- Eski ulusal güvenlik danışmanı John Bolton, gizli belgeleri yasa dışı şekilde saklamak ve paylaşmakla suçlanıyor.
- İddianame, Bolton’ın en gizli bilgileri aile üyeleriyle paylaştığını öne sürüyor.
- Paylaşılan bu gizli bilgilerin siber saldırıya uğradığı iddia ediliyor.
- Bu dava, Başkan Trump’ın son haftalarda suçlanan üçüncü önemli muhalif dava oldu.
- 18 Suçlama: Bolton’a, çoğu “ulusal savunma bilgilerini iletme ve saklama” olmak üzere toplam 18 suçlama yöneltildi.
- Aile ile Paylaşım: Binlerce sayfalık gizli notları, “editör” olarak tanımladığı eşi ve kızı da dahil olmak üzere iki akrabasıyla paylaştığı iddia ediliyor.
- Siber Güvenlik İhlali: İran bağlantılı bilgisayar korsanlarının, bu paylaşılan gizli bilgilerin bulunduğu Bolton’ın kişisel e-posta hesabını ele geçirdiği belirtiliyor.
İddianamenin Detayları ve Bolton’ın Savunması
Federal mahkemede açılan iddianame, Bolton’ın 2018 ile Ağustos 2025 arasında, “en gizli” (top secret) sınıflandırmasına sahip belgeleri kasten ve yasa dışı bir şekilde ele aldığını öne sürüyor.
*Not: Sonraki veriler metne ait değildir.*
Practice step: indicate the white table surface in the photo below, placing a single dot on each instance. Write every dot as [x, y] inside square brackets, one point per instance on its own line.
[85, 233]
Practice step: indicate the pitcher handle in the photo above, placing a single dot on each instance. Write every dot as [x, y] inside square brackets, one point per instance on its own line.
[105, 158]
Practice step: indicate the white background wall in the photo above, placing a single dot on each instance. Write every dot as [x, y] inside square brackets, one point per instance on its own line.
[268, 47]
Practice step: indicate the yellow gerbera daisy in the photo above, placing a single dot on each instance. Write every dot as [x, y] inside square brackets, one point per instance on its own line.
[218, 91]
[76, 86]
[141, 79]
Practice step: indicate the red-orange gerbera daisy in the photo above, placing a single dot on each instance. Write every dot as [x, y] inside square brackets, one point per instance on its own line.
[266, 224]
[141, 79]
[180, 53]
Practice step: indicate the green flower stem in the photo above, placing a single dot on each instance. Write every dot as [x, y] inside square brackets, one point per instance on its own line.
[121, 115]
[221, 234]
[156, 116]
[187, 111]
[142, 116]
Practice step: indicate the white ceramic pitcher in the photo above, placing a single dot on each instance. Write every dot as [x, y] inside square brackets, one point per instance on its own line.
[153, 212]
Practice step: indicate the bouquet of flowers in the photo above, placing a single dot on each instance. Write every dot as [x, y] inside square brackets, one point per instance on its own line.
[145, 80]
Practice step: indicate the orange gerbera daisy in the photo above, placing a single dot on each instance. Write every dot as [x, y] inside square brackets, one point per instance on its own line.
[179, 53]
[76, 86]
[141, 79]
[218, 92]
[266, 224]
Savcılık, Bolton’ın günlük notlarında, yabancı düşmanlara ilişkin istihbarat, füze fırlatma planları ve ABD’nin gizli eylem planları gibi kritik bilgileri içeren ve resmi kanallar dışında iki akrabasıyla paylaştığı binlerce sayfalık bilgi olduğunu iddia ediyor. Bu paylaşımlardan sonra Bolton’ın bir mesajında, “Bunları konuşmuyoruz!!!” uyarısında bulunduğu da iddialar arasında.
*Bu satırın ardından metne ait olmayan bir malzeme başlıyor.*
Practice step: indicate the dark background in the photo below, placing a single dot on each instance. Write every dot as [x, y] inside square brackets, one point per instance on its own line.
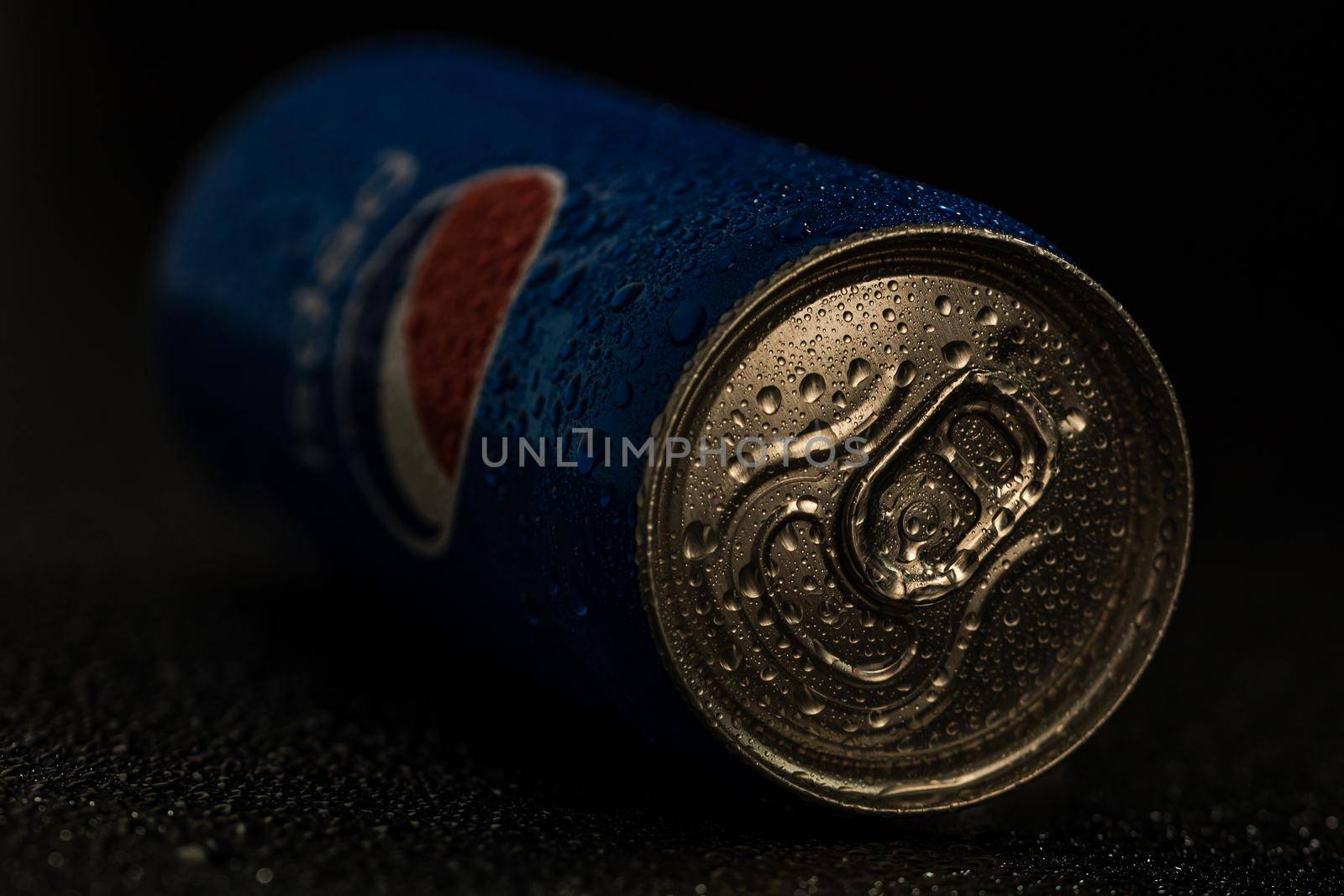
[195, 699]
Bolton ise suçlamaları kesin bir dille reddederek, bunları siyasi motivasyonlu olarak nitelendirdi. Yaptığı açıklamada, “Şimdi, Adalet Bakanlığı’nın, daha önce reddedilen suçlamalarla düşman olarak gördüğü kişileri suçlaması veya gerçekleri çarpıtması için kullandığı son hedef haline geldim” ifadelerini kullandı. Bolton’ın avukatı Abbe Lowell ise müvekkilinin kişisel günlükler tuttuğunu ve bunları sadece ailesiyle paylaştığını, bu eylemin bir suç olmadığını savundu. Lowell ayrıca, FBI’ın söz konusu günlüklerin varlığından 2021’den beri haberdar olduğunu ve o zamanlar bir güvenlik ihlali olarak değerlendirilmediğini belirtti.
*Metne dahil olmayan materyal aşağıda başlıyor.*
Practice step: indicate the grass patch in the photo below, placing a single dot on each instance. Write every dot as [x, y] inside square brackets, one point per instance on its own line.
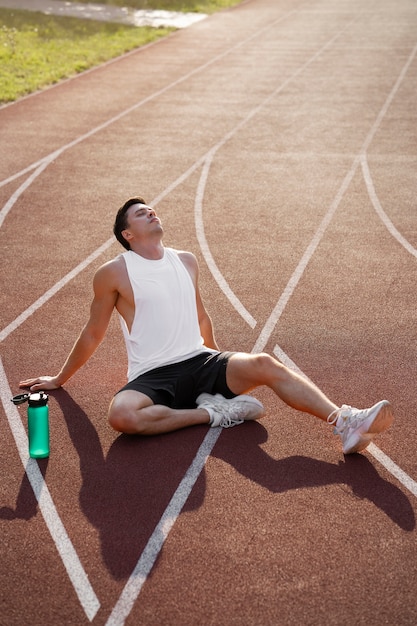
[38, 50]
Siyasi Bağlam ve Diğer Davalar
Bu dava, Başkan Trump’ın eski FBI Direktörü James Comey ve New York Başsavcısı Letitia James‘in ardından, son haftalarda suçlamalarla karşı karşıya kalan üçüncü önemli muhalifini işaret ediyor. Her üç isim de kendilerine yöneltilen suçlamaları reddediyor ve bu davaların, Trump’ın siyasi rakiplerini sindirme çabalarının bir parçası olduğunu iddia ediyor. Bu durum, Adalet Bakanlığı’nın siyasileştiği yönündeki endişeleri de beraberinde getiriyor.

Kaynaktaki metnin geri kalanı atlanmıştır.